La mauvaise surprise du premier avis de CFE
Tu as lancé ta micro-entreprise il y a un peu plus d’un an. Tout roulait bien : tes déclarations URSSAF étaient à jour, ta compta suivait son cours, et tu pensais avoir fait le tour des obligations administratives. Puis un jour, un email t’informe qu’un nouvel avis est disponible dans ton espace professionnel. Tu te connectes, et là : une cotisation foncière des entreprises à régler, parfois plusieurs centaines d’euros, avec une échéance qui approche.
Ce moment est classique. Beaucoup de micro-entrepreneurs confondent deux choses : l’exonération automatique de la première année, qui ne demande aucune action de leur part, et les démarches déclaratives qui, elles, conditionnent tout ce qui se passe ensuite. Résultat, ils découvrent la CFE au pire moment, sans l’avoir anticipée dans leur trésorerie.
La bonne nouvelle, c’est que ce montant n’est presque jamais une erreur du fisc. Ce mécanisme est simplement le fonctionnement normal de cet impôt local. La mauvaise nouvelle, c’est que si tu n’as pas déposé ta déclaration initiale à temps, tu perds une partie de ta marge de manœuvre pour anticiper et pour, le cas échéant, demander une exonération à laquelle tu aurais eu droit.
Qui est exonéré de CFE la première année (et sous quelles conditions)
La règle de base est simple, et elle s’applique à toutes les formes d’entreprise, y compris à la micro-entreprise : aucune CFE n’est due au titre de l’année de création. Cette exonération de la première année CFE auto-entrepreneur est automatique. Tu n’as rien à réclamer ni à cocher sur un formulaire pour en bénéficier : elle découle directement de la loi fiscale, dès lors que ton activité a commencé au cours de l’année civile en question.
Concrètement, si tu as créé ta micro-entreprise en mars 2026, tu ne recevras aucun avis de CFE pour 2026. Le premier avis arrivera en fin d’année 2027, calculé sur des éléments que tu auras déclarés entre-temps. C’est là que le bât blesse souvent : cette exonération de la première année ne dit rien sur ce qui va suivre, et beaucoup d’entrepreneurs l’interprètent à tort comme un signe qu’ils sont exonérés durablement.
Il existe une nuance importante : si ton chiffre d’affaires reste très faible (5 000 euros ou moins sur la période de référence), tu peux rester exonéré de la cotisation minimum les années suivantes aussi. Mais cette exonération-là est liée au niveau d’activité, pas au statut de nouvelle entreprise.

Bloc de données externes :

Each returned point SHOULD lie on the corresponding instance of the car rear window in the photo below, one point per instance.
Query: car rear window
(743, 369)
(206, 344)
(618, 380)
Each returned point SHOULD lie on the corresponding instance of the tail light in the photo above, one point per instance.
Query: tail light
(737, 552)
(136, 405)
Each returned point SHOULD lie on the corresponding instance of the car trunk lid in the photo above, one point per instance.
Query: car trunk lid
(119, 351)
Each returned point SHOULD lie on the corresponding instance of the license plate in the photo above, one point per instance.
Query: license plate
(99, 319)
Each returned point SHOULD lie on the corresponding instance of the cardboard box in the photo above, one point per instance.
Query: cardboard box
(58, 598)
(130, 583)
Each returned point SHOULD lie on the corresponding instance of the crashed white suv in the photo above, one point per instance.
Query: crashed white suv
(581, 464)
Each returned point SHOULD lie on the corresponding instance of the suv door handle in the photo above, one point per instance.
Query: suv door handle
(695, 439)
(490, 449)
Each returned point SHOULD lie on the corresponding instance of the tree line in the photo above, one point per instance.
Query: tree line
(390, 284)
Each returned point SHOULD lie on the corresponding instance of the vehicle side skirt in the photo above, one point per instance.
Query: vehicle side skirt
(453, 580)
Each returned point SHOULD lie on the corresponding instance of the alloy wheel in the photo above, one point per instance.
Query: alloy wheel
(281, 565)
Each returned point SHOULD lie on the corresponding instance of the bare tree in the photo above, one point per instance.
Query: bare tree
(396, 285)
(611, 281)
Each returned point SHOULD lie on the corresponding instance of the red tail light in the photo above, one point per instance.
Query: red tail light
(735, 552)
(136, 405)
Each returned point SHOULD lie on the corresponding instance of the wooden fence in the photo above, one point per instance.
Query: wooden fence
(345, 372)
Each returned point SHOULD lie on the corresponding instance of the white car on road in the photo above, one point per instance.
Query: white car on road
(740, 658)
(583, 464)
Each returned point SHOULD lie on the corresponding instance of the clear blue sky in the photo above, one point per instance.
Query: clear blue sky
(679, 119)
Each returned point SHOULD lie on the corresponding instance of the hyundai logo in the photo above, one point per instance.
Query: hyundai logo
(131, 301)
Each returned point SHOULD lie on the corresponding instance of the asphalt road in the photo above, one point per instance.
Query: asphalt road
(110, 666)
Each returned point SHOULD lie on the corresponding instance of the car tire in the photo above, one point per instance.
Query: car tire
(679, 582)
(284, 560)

Le formulaire 1447-C : la démarche que trop d’entrepreneurs oublient
Voici l’étape qui change tout, et que trop de créateurs négligent. La déclaration 1447-C CFE doit être déposée auprès du service des impôts des entreprises (SIE) dont tu dépends, au plus tard le 31 décembre de l’année de création de ton activité. Ce document sert de base au calcul de ta CFE à compter de l’année suivante : adresse de ton établissement, surface éventuelle de tes locaux, chiffre d’affaires estimé, activité exercée.
Ne pas déposer ce formulaire à temps ne t’évite pas la CFE. Au contraire : cela prive l’administration des éléments qui te sont favorables, et elle peut alors retenir des valeurs par défaut moins avantageuses pour toi. Si tu exerces depuis ton domicile sans local dédié, c’est justement ce document qui permet de le signaler clairement.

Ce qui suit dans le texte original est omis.